The study, released Monday, appears in the new issue of the Archives of Internal Medicine published by the American Medical Association. Its results were released the same day as news about another effort aimed at reducing sugar drink consumption among school kids.
The American Beverage Association announced that an agreement with the American Heart Association and the William J. Clinton Foundation has cut shipments of typical, full-calorie soft drinks to schools by 95 percent since 2004.
The agreement, brokered in 2006 by groups working together as the Alliance for a Healthier Generation, included The Coca-Cola Co., the Dr. Pepper Snapple Group and PepsiCo. The guidelines allow 100-percent fruit juice drinks, low-fat milk and bottled water in elementary and middle schools, and diet beverages and sports drinks, flavored waters and ice teas in high schools.
A half-dozen other experts in nutrition, public health and economics last year called for a penny-per-ounce tax on soft drinks and other sugared beverages in a report in the New England Journal of Medicine.

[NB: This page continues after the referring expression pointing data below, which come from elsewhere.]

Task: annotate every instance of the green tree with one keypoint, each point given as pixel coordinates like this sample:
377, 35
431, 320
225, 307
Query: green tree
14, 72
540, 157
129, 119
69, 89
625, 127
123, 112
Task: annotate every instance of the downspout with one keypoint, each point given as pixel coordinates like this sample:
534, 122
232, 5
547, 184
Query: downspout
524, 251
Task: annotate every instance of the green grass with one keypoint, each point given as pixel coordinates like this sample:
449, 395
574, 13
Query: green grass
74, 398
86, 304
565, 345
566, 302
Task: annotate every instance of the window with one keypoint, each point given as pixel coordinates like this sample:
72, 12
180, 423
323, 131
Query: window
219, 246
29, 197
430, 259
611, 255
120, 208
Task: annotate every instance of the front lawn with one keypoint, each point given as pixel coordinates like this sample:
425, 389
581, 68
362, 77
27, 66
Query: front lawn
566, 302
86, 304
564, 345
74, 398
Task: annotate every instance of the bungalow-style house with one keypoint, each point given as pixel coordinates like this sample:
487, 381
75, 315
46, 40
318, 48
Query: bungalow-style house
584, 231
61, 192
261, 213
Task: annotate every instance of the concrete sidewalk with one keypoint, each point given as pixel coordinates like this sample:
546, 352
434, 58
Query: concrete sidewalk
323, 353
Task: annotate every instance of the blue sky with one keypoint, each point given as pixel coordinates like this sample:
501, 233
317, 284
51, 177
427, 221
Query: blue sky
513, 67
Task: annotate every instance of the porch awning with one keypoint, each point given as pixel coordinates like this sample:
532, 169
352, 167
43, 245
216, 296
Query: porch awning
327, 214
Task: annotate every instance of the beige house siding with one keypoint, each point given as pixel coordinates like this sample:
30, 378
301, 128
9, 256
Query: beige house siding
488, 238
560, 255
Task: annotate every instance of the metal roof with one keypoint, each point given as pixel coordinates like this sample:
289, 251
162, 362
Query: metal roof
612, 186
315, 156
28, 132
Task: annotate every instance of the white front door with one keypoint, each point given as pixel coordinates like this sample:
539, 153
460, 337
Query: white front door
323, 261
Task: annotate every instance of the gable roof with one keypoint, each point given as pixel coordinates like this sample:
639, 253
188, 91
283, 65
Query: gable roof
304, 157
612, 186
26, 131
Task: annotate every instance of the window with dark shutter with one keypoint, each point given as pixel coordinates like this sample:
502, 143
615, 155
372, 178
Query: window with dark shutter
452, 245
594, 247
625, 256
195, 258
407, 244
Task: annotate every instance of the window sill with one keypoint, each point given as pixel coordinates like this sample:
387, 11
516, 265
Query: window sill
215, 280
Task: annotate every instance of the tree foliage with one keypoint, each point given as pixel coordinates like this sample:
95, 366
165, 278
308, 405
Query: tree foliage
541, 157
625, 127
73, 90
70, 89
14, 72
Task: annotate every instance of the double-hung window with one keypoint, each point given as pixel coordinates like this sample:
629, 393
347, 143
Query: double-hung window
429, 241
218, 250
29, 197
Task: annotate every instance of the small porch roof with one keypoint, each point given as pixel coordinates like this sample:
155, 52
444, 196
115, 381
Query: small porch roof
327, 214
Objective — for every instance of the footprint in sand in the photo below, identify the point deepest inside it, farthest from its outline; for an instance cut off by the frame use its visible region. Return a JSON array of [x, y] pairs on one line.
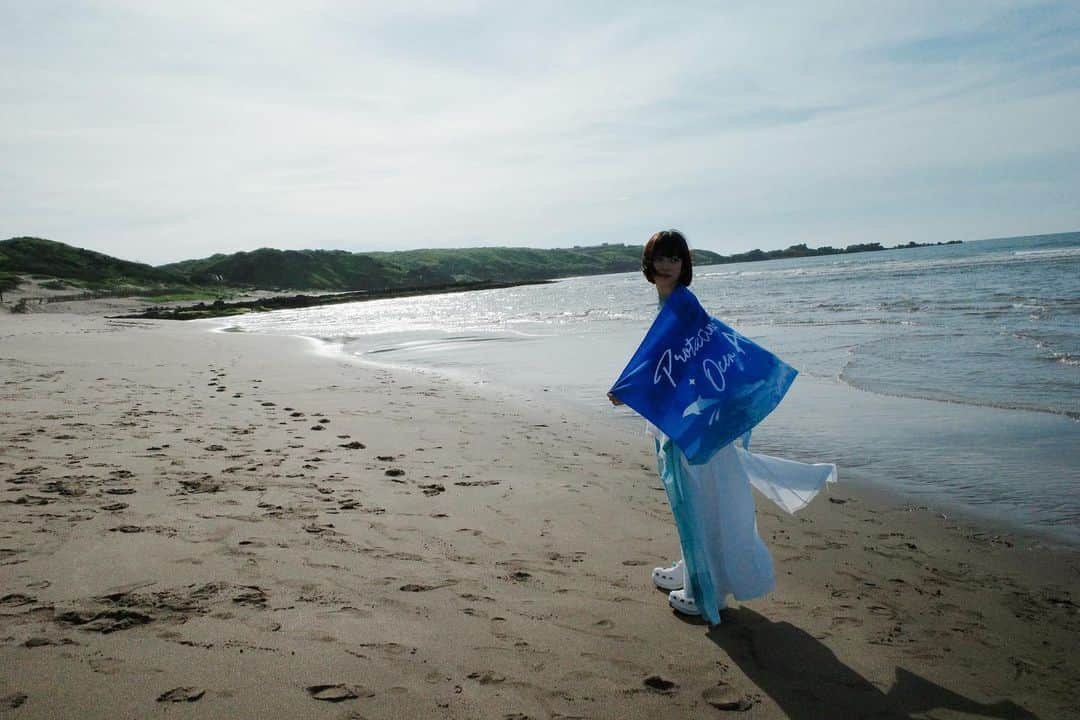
[[656, 683], [181, 695], [338, 693]]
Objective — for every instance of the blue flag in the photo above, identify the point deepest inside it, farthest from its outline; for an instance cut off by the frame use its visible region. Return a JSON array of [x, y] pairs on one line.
[[700, 381]]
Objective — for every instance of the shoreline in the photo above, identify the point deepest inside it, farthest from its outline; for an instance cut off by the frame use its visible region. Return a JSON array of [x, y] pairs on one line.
[[173, 532], [973, 518]]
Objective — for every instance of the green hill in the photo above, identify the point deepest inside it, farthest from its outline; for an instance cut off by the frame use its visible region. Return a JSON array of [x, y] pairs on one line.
[[337, 270], [35, 256]]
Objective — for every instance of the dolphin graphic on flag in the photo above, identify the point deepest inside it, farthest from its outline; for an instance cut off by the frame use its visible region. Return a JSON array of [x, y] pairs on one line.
[[700, 381]]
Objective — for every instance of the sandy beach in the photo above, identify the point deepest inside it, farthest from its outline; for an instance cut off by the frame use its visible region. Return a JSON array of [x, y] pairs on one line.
[[215, 525]]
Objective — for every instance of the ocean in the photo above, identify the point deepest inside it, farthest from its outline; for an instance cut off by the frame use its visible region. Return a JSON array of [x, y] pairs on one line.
[[948, 374]]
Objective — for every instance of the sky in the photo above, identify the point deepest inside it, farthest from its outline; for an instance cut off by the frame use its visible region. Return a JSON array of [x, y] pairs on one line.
[[166, 131]]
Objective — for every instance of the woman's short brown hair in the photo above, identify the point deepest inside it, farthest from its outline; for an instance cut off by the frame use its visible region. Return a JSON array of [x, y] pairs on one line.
[[667, 244]]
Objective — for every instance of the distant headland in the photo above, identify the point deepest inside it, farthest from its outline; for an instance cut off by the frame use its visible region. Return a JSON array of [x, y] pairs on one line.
[[270, 279]]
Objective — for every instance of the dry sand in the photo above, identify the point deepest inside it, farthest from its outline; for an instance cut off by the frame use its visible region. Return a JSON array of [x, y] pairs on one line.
[[213, 525]]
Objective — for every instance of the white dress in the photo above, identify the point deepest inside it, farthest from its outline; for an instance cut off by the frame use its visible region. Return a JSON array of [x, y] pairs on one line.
[[714, 512]]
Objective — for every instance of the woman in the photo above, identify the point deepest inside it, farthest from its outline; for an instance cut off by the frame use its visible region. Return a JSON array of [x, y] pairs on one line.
[[713, 503]]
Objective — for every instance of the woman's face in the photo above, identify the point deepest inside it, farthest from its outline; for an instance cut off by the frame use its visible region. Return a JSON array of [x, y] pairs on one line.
[[666, 271]]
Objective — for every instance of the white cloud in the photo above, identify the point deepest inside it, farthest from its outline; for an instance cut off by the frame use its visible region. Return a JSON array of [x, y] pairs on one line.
[[166, 131]]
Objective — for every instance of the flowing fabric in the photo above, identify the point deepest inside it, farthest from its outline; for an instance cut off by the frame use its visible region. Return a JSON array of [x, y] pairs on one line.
[[714, 513], [699, 380], [702, 386]]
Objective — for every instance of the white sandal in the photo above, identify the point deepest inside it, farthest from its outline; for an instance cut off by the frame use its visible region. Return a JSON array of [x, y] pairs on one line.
[[683, 602], [670, 579]]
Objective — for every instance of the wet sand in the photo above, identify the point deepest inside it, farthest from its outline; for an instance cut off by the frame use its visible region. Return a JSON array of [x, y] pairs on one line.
[[219, 525]]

In response, the American Beverage Association launched a major marketing campaign against a proposed 3-cent to 10-cent tax on soda, other sugary drinks and energy drinks. If the full 1-cent-per-ounce tax was imposed and passed on fully to consumers, the trade publication Beverage Digest estimated a 2-liter bottle of soda selling for about $1.35 would cost $1.85.
The tax would have applied to soft drinks, energy drinks, sports beverages, many juices and iced teas - but not sugar-free drinks.
But Kim Wolf, a registered dietician at St. Mary Medical Center in Middletown, believes better nutritional education is a better solution.
“As a dietician, I don’t think a tax is the answer,” she said. “Moderation is really the key and how we’re taught to eat proper foods and portioning things out.”